Diabetic retinopathy is an entirely preventable condition for those with diabetes. The easiest way to reduce your risks of long-term vision loss is keeping your blood sugar strictly controlled. For those that have been diagnosed with diabetic retinopathy, there is currently no cure available. However, with treatment, diabetic retinopathy can be kept in check, ensuring that little to no vision loss. At Attleboro Ophthalmological Associates, we care about your sight, and will do all that we can to help you keep it.

What is Diabetic Retinopathy?

Diabetic retinopathy occurs when uncontrolled blood sugar levels cause damage to the small blood vessels located on the retina. When these tiny blood vessels are damaged, they leak fluid and blood, which can cause vision loss. Diabetic Retinopathy is a progressive disease, meaning it will get worse over time without treatment.

Diabetic Sight

Types of Diabetic Retinopathy

There are two defined types of diabetic retinopathy: proliferative retinopathy and non-proliferative diabetic retinopathy.

Macular Edema

Non-proliferative diabetic retinopathy (NPDR) is the early stage of diabetic retinopathy.
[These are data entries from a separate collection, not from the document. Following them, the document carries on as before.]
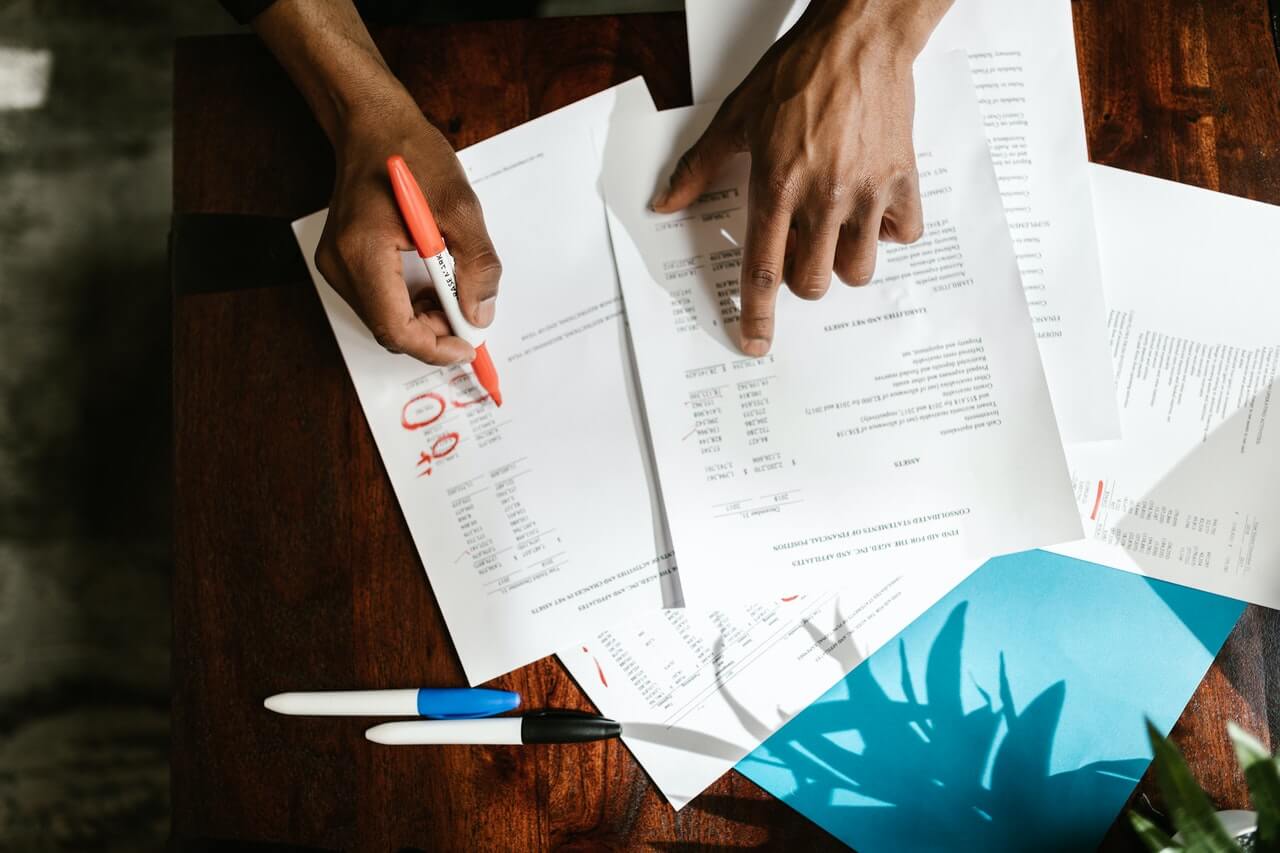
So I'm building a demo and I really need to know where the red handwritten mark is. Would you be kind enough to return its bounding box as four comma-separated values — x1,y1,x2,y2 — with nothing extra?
582,646,609,686
1089,480,1102,521
417,433,460,476
401,391,448,429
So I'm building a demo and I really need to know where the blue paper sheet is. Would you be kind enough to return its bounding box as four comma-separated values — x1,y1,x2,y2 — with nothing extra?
739,551,1244,853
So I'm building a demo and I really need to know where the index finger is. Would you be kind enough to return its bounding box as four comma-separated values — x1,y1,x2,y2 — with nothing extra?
352,236,475,365
739,182,791,357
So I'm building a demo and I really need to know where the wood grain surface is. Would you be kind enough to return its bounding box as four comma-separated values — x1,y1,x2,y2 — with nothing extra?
172,6,1280,850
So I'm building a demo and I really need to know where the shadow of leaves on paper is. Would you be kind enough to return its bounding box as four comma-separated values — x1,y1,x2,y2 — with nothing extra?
711,602,1148,850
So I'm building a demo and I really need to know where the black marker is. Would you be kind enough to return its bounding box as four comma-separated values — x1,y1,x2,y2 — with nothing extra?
365,711,622,745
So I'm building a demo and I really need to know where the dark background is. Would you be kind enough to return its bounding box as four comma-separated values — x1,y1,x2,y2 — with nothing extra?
0,0,682,852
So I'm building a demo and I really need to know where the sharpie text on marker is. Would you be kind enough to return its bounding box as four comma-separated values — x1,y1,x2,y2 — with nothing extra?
387,154,502,406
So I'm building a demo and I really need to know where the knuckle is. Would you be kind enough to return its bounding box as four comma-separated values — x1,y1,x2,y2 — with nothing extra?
470,248,502,281
840,259,876,287
895,216,924,243
850,177,879,210
755,165,800,201
438,184,481,224
791,270,831,300
742,264,778,296
369,323,406,353
814,177,852,207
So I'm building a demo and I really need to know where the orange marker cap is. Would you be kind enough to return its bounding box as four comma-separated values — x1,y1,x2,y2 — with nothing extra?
471,343,502,406
387,154,444,257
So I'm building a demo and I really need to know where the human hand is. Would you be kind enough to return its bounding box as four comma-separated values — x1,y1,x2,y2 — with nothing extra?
652,0,950,356
315,96,502,365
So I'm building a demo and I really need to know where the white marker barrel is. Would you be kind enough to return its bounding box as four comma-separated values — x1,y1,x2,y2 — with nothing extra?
365,717,524,747
262,688,417,717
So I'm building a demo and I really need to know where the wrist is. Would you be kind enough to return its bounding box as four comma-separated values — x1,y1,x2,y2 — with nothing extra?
805,0,952,65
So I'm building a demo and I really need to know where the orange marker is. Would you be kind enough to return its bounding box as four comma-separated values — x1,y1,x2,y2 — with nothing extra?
387,154,502,406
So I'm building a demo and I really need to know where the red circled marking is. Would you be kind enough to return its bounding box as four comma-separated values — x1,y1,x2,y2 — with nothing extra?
1089,480,1102,521
401,391,448,429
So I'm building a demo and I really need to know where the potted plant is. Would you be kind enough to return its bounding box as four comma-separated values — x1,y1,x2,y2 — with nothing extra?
1129,721,1280,853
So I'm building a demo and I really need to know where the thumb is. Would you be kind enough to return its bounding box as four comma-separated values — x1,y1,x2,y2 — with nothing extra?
440,191,502,328
649,111,740,213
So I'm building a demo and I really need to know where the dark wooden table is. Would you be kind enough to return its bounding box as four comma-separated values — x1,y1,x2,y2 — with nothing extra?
173,6,1280,850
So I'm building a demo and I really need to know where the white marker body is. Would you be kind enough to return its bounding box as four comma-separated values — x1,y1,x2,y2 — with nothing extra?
262,688,417,717
422,248,485,347
365,717,524,747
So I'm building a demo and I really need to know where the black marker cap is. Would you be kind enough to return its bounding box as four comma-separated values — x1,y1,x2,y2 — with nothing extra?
520,711,622,743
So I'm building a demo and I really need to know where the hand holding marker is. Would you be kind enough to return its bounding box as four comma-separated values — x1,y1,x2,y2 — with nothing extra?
387,154,502,406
During this stage, symptoms can be non-existent or very mild. NPDR is characterized by bulging and leaking of the blood vessels on the retina. This can lead to swelling on the macula, the part of the retina responsible for central vision.

Diabetic Retinopathy Chart

Proliferative diabetic retinopathy (PDR) is the advanced form of this disease. During this stage, the retina is deprived of oxygen. As a result, new, abnormal blood vessels begin to grow on the retina or optic nerve. These new blood vessels are unstable and are more likely to leak fluid and blood, which can lead to bleeding in the retina or vitreous, sometimes causing irreversible damage to the retina.

Proliferative Diabetic Retinopathy (PDR)

Diabetic Retinopathy Treatments

Treatments depend on the stage of the disease.  For the very early stages of NPDR, your doctor may elect to closely monitor your eye. With strict controls of your blood sugars, many signs of early diabetic retinopathy may regress. With more extensive forms of NPDR, your doctor may elect to refer you to a retina specialist for treatments. Treatment may be in the form of retinal laser surgery or injections into or around the eye.

The laser surgery is performed using a slit-lamp microscope, as well as the use of a temporary contact lens to help focus the laser on the retina most accurately. One individual laser treatment may not be enough, and more laser treatment sessions may be required. Sometimes your retinal specialist may prefer to use steroid or anti-VEGF medicines. These medicines are injected either into the eye or around the eye. These medicines have been shown to reduce swelling and the formation of new blood vessels on the retina.